Risks to the Caregiver
Any drug that is potentially toxic to the human administering the drug should not be prescribed for topical application. Chemotherapeutic agents, medications with a narrow therapeutic index, and chloramphenicol should never be administered transdermally because they may be toxic to the caregiver. The general health of the caregiver should also be considered before transdermal drugs are prescribed. For example, a hypothyroid female caregiver probably should not administer transdermal methimazole to her hyperthyroid cat. Clients who are to administer compounded transdermal medications should be counseled about the proper application of the drug, including self-protection from the agent. The exact dose should be clearly listed on the syringe used for administration, and techniques used to put on and remove gloves without contaminating the skin should be taught. The use of finger cots is usually discouraged because they are very difficult to remove without contaminating the skin. Many compounding pharmacists dispense (in addition to the prescribed medication) transdermal kits containing instructions for the administration of the drug, protective gloves, and specific information about monitoring the patient that receives the transdermal therapy.
Regulatory Environment for Transdermal Compounding
Compounding transdermals is currently a complicated legal issue. Before 1996, all compounding for animals was technically illegal under the Animal Drug Amendment of 1968. As the FDA began to recognize the importance of compounding for animal patients, the Compliance Policy Guideline (CPG) for Compounding for Animal Patients (CPG 7125.40) was created in July 1993. This FDA-generated guideline did not legalize compounding for animals but equipped regulatory inspectors with discretionary boundaries for enforcement. In 1996, the Animal Medicinal Drug Use Clarification Act (AMDUCA) codified compounding from approved products (human or veterinary) for nonfood animals. The AMDUCA, however, specifically excluded compounding from raw or bulk chemicals; as a result, that type of compounding remains illegal. Ideally, transdermals should be compounded from bulk chemicals to prevent the addition of impurities and to obviate problems from the binders and excipients in manufactured products. Thus compounding a safer transdermal medication from bulk chemicals juxtaposes law and good compounding practices.

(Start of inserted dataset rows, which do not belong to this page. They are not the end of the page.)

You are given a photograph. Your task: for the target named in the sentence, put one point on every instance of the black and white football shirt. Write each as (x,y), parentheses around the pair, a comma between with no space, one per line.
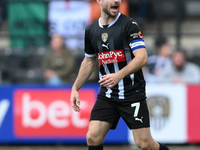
(114,45)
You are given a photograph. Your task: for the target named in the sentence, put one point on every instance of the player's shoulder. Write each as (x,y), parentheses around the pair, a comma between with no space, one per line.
(127,20)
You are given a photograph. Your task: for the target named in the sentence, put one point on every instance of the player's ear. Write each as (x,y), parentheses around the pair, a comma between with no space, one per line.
(98,1)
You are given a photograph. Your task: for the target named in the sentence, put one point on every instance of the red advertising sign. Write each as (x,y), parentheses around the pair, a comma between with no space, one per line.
(48,113)
(193,113)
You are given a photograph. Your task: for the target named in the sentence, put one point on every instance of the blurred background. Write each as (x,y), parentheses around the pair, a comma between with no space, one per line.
(41,49)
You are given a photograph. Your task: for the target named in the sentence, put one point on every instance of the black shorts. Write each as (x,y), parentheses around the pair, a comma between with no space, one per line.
(135,114)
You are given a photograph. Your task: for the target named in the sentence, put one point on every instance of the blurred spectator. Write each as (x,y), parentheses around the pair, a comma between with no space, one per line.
(2,11)
(156,63)
(59,64)
(181,71)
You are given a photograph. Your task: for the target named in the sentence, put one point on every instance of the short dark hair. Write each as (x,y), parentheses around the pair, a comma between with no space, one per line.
(160,41)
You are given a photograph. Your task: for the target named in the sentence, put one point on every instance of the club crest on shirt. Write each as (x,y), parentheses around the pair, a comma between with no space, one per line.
(104,37)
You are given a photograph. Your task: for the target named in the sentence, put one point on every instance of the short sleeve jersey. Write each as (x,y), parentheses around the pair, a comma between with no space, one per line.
(114,46)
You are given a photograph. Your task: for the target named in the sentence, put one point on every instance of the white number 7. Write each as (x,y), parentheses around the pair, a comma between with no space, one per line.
(137,106)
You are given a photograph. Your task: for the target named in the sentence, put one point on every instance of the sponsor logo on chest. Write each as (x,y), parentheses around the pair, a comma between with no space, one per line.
(111,57)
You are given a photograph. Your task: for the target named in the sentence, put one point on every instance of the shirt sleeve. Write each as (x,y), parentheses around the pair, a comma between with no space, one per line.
(134,35)
(89,50)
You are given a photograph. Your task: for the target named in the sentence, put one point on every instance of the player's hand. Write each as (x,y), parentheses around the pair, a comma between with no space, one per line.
(75,101)
(109,80)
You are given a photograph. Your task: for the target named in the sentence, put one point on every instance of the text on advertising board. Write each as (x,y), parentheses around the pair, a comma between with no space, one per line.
(48,112)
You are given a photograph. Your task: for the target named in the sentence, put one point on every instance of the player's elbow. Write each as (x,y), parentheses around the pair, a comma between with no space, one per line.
(144,59)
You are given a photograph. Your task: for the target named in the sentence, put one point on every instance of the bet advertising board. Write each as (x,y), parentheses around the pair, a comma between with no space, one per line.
(42,114)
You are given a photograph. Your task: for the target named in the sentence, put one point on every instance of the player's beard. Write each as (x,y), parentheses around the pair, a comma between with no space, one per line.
(109,14)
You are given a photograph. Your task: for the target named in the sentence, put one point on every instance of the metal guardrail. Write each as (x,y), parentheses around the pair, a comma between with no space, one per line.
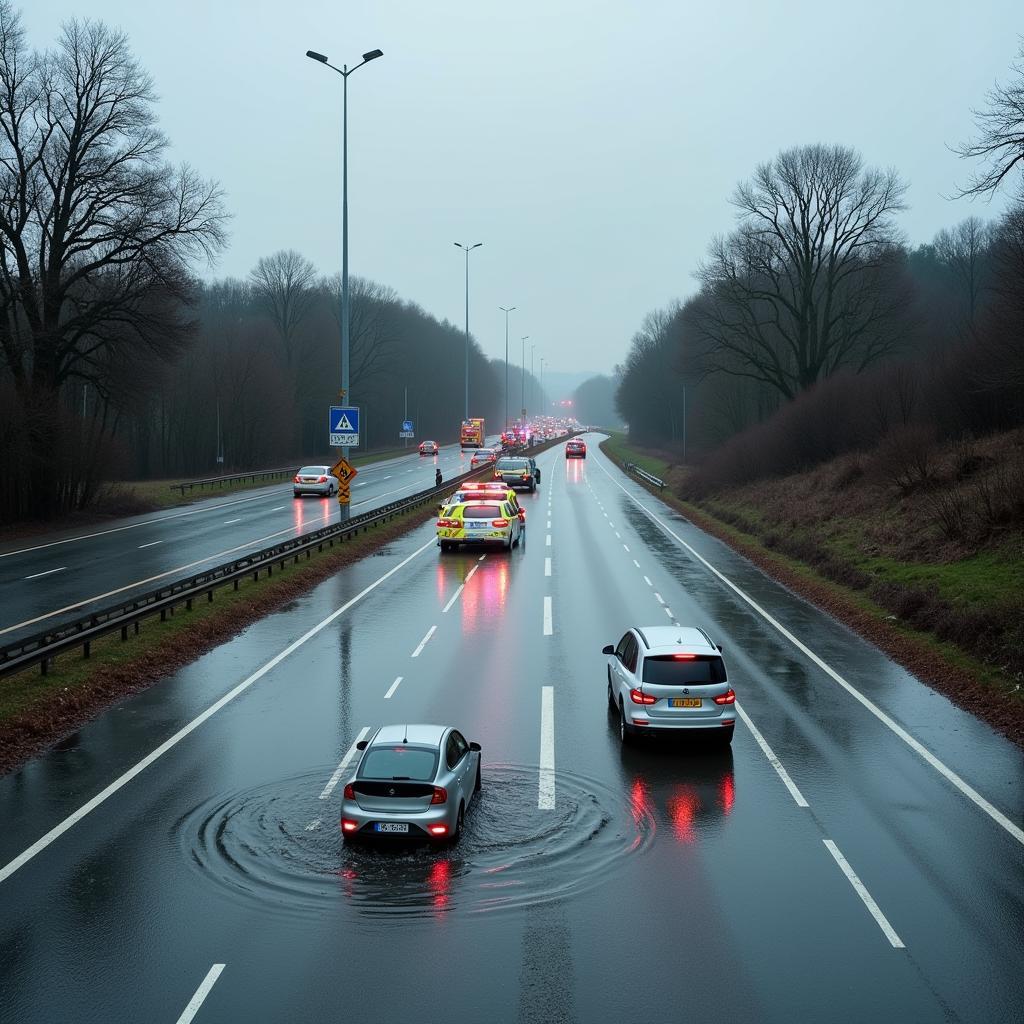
(632,467)
(40,648)
(259,474)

The CPG for Compounding for Animal Patients guides the regulatory discretion of the FDA inspector. One of the areas of highest regulatory priority is whether human health suffers as a result of compounding. Transdermals may present a significant health risk to the caregiver because they must always be applied to an animal by a human. For that reason, the FDA is currently watching the transdermal arena very closely. At the time of this writing, the FDA is examining the CPG for Compounding for Animal Patients, with plans for revising in the near future. The FDA recommendations that will be published then are unknown. The American Veterinary Medical Association has also expressed great concern about the widespread use and misuse of compounded products (particularly transdermals), and has issued a position statement on compounding for animal patients. According to that statement, compounding should occur only within the veterinarian-client-patient relationship, should be performed within the guidelines of the AMDUCA, should not be performed for use in food animals, and should be limited to drugs demonstrated to be safe and effective in the target species. Unfortunately, there is little published evidence supporting or refuting the safety or efficacy of compounded transdermals in any species.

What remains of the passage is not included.